US Dollar Struggles to Gain Ground as Treasury Yields Leap. Where to for USD?

The US Dollar sunk further today, adding to losses seen into the New York close on Monday.

The general reversal in fortunes for risk assets continued through the Asian session on Tuesday, with Australia’s ASX 200 adding over 1%. Retail sales data printed in line with expectations at 0.2% month-on-month for February.

The fairly benign number underscored perceptions of the RBA pausing its rate hike cycle on Tuesday next week. Other APAC equity markets have been mostly positive, with mainland Chinese indices only in red.

The rescue of SVB Financial announced yesterday appears to have calmed market concerns of the banking crisis enlarging.
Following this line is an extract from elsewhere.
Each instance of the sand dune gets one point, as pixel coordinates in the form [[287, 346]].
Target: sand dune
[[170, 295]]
This perspective saw further oscillation in the pricing on what the Fed will do at the next Federal Open Market Committee (FOMC) meeting in early May. The interest rate market is now pricing a roughly 50/50 bet for a 25 basis point (bp) hike.

Treasury yields leaped higher across the curve yesterday but have given up a few bp today, except the 1-year bond. It has jumped 60 bp from the low seen 2-weeks ago to be back above 4.60%.
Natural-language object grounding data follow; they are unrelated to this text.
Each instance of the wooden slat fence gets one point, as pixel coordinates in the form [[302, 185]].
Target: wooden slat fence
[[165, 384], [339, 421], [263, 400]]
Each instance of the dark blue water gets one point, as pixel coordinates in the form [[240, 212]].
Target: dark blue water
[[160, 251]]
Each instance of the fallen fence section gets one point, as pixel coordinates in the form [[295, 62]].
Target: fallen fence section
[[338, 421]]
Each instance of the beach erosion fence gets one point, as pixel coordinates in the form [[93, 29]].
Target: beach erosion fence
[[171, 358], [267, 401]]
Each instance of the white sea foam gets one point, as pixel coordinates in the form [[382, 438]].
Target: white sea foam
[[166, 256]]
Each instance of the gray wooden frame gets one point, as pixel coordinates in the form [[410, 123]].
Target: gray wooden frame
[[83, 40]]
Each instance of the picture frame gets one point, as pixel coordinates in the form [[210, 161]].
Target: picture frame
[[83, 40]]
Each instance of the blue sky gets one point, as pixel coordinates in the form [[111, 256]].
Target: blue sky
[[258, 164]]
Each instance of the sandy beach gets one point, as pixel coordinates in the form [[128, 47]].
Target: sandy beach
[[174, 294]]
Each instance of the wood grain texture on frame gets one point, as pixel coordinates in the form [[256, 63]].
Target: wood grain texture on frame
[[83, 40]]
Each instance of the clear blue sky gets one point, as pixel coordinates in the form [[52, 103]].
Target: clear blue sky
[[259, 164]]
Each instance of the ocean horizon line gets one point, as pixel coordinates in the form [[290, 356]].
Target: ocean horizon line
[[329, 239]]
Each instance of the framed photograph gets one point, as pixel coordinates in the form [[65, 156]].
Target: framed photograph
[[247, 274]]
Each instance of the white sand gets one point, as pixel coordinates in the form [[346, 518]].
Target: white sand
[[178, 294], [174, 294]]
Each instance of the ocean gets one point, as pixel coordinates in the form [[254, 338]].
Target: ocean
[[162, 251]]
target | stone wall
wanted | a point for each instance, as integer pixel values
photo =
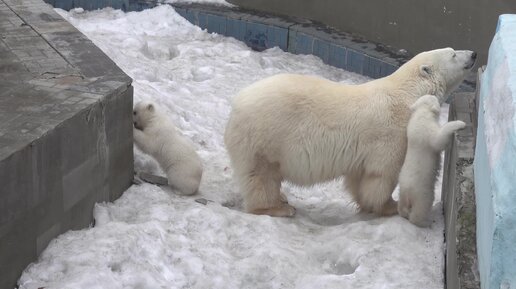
(65, 131)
Crude oil has consolidated yesterday’s outsized gains with the WTI futures contract near USD 73 bbl, while the Brent contract is a touch under USD 78 bbl. Natural gas failed to be swept up in oil’s rally as it languishes.
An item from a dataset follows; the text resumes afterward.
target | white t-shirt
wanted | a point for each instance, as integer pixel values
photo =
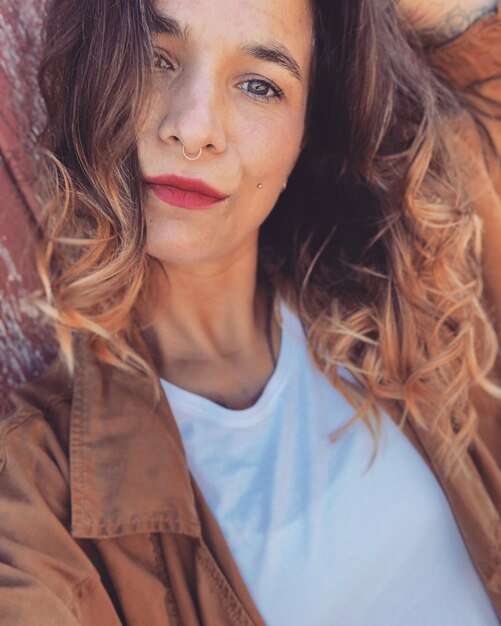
(319, 539)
Gold has slightly recovered from yesterday’s selloff, trading above USD 1,950. The Japanese Yen has been today’s outperformer in currency land, with USD/JPY edging toward 130.50. All other G-10 currencies are firmer to some degree against the greenback.

Several speakers from the European Central Bank (ECB) and the Bank of England (BoE) will be today.


The DXY index has not increased with the increase in Treasury yields this week. This dislocation might be worth watching and provide clues for risk appetite across different asset classes.

If yields continue higher, but the US Dollar struggles to gain traction, it may indicate an increased appetite for other risk assets, such as AUD and NZD.